2022 est l’année des 100 ans de l’entrée de Marie Curie à l’école de médecine. 2023 sera celle des 70 ans de la publication du cliché révélant la structure de l’ADN par Francis Crick et Maurice Wilkins dans la revue Nature, qui leur vaudra le prix Nobel de médecine en 1962. Ce cliché, réalisé par Rosalind Franklin, en fait une des chercheuses dont le travail ignoré illustre l’« effet Matilda », théorisé par Margaret Rossiter au début des années 1980[i]. Théorie re-médiatisée depuis une dizaine d’années, et particulièrement depuis la fin des années 2020 dans le sillon des débats autour de la valorisation du travail des femmes, elle permet de faire ressurgir et de valoriser des travaux et des figures oubliées, mais également d’engager de nouvelles recherches plus soucieuses d’égalité.

En effet, les femmes sont impliquées dans la construction de la connaissance de diverses manières — en tant que praticiennes, théoriciennes, consommatrices, historiennes, et en tant qu’objets de représentation[ii]. Pourtant leurs implications, passées et présentes, ont été et sont encore trop systématiquement ignorées, ou disqualifiées[iii]. Conséquences directes de méthodes historiographiques spécifiques et de logiques institutionnelles qui impliquent la sélection, la classification et la hiérarchisation des types d’expertise, ces disqualifications entrainent des clivages dans les catégories de métiers, des styles et les modes de production, et la reconnaissance sociale.

Les historiennes, théoriciennes et praticiennes des sciences, des arts et du design se coordonnent à travers des stratégies d’enseignement, l’organisation de conférences, d’expositions et dans des publications pour élargir la question : les coulisses de la recherche, des histoires oubliées, et l’actualité de relations dont les genres, les formes et les savoirs s’articulent entre le design, les arts, et les médias.
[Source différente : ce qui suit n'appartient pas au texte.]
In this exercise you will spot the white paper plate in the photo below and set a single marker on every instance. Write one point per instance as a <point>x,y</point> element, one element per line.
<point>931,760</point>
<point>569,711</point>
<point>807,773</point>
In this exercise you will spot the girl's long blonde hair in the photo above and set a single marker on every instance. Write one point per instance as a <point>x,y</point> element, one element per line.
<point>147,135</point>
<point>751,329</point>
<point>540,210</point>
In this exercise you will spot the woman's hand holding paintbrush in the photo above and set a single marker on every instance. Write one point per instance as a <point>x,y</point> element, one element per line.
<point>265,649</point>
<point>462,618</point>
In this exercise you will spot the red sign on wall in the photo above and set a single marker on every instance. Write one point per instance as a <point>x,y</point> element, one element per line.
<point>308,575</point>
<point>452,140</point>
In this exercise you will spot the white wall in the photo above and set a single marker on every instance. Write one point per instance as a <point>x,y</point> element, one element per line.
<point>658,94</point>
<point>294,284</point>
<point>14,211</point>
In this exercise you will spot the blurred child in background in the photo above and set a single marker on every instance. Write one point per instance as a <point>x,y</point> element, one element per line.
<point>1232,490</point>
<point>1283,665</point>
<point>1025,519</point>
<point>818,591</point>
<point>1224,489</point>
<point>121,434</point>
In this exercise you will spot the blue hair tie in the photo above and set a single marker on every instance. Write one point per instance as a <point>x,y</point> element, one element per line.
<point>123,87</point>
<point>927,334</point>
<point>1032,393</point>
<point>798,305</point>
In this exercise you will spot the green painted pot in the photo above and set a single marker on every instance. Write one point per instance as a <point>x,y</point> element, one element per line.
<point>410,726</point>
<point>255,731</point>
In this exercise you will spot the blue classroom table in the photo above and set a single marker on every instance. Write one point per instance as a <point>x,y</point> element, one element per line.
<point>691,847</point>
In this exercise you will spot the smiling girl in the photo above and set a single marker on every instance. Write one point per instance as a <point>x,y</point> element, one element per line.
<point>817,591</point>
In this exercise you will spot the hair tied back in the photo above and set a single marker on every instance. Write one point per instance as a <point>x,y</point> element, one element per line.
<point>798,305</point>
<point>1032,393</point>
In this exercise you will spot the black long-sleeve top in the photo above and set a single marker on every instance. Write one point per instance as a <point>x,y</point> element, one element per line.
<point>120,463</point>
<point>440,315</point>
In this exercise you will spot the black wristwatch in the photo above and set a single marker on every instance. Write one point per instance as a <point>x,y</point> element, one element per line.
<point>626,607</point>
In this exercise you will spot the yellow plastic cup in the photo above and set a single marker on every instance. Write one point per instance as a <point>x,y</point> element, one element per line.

Au début des années 1980, une approche féministe de l’histoire du design, notamment portée par Griselda Pollock avait été mise à l’ordre du jour[iv]. Selon elle, une approche féministe n’était ni une question secondaire ni une nouvelle perspective historique — il s’agissait d’en faire une préoccupation centrale de l’histoire du design contemporain[v]. Quarante ans plus tard, sommes-nous engagées dans une course à l’occupation d’un terrain « idéologiquement stratégique[vi] » ?

Alors que l’histoire de l’objectivité est fondamentale dans la construction des sciences expérimentales, et que d’autres pratiques et savoirs se sont définies précisément en s’en insurgeant, comment la notion d’objectivité féministe est-elle née et employée dans les domaines de la création ?

Trois axes possibles de réflexion sont proposés :

Axe 1. Études de cas et historiographies du rôle des femmes entre sciences, art et design

La première des approches proposées est celle de l’enrichissement de l’histoire des contributions des femmes à la recherche savante dans les sciences et les arts.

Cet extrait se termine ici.